The Government support the values and principles set out in the charter, as a political declaration. However, as we have said for some time, we would have serious legal and practical problems if the declaration were incorporated into a constitutional treaty without appropriate clarifications and safeguards. Such points have been well made by British delegates to the Convention. Other countries will have similar problems in working out whether their constitutional rules in a number of areas will be subordinate to any charter of fundamental rights that was incorporated into a constitutional treaty. I do not want to pre-empt that process; the discussion will continue. It could, indeed, continue at the third Council of Europe summit, to which the hon. Member for Bournemouth, East referred. The idea will be discussed at the Council of Europe ministerial meeting in May, and I am not against it.

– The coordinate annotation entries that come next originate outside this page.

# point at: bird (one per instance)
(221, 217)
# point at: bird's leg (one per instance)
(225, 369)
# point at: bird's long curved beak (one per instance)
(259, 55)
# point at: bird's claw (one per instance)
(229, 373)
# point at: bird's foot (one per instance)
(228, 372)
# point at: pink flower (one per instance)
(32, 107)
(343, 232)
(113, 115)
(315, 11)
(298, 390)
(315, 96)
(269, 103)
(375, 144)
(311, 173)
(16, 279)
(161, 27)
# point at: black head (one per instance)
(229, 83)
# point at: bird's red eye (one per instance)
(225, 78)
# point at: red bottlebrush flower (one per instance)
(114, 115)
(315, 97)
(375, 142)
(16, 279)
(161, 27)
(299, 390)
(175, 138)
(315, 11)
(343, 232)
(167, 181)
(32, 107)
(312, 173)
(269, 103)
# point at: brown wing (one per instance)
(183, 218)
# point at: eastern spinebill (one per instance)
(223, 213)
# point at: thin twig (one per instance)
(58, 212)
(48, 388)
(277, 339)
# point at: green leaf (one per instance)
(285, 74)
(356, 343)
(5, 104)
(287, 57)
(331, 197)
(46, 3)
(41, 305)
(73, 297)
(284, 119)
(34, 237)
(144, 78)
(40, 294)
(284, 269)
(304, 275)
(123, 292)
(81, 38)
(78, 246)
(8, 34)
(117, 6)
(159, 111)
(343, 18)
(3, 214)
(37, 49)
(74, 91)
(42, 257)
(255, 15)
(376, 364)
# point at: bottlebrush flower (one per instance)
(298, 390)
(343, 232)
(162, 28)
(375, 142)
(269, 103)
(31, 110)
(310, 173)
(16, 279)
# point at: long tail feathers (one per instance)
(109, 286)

Since I have been a Minister, the principal request that I have from countries all over the world and from other institutions is for my right hon. Friend the Prime Minister to attend this or that event. At times, I feel that I have to defend him, so that he can spend a little time in the House of Commons and occasionally get on with the domestic business of running the United Kingdom. Therefore, I am not entirely sure that I am able from the Dispatch Box to commit my right hon. Friend to attending a Heads of Government summit. However, the request will be considered.

There is also the issue of whether the European Union should accede to the European convention on human rights. There is a good case for that but, as I explained at the Parliamentary Assembly in January when I quoted directly from the French Government, both the British and French Governments and other European Governments are concerned about the impact that such accession would have on the competencies of the Union and on the position of individual member states in relation to protocols, reservations and the ability to derogate. Those of us who are aware of the issue of asylum seekers know that it is a live one—not just in the press and public life, but in our constituency advice bureaux and surgeries. It is another issue that we need to examine.

We also need to consider how we can accelerate and make more effective the huge logjam of cases before the European Court of Human Rights. Justice delayed is justice denied. I have had very good talks with the president and the British judge on the court in Strasbourg. However, we must get the matter right, and do not need the simple and intellectually and politically attractive demand of EU accession to the European convention on human rights to result in a nightmare of legal confusion. These difficult and complex questions will have to be worked out in the EU Convention. I assure hon. Members of my continued interest and involvement in them.

The Council of Europe plays an important role. I respected it before and I have respected the work of the hon. Members and colleagues who serve on it. I am happy to support its future work as long as I hold this—

The motion having been made after Seven o'clock, and the debate having continued for half an hour, Mr. Deputy Speaker adjourned the House without Question put, pursuant to the Standing Order.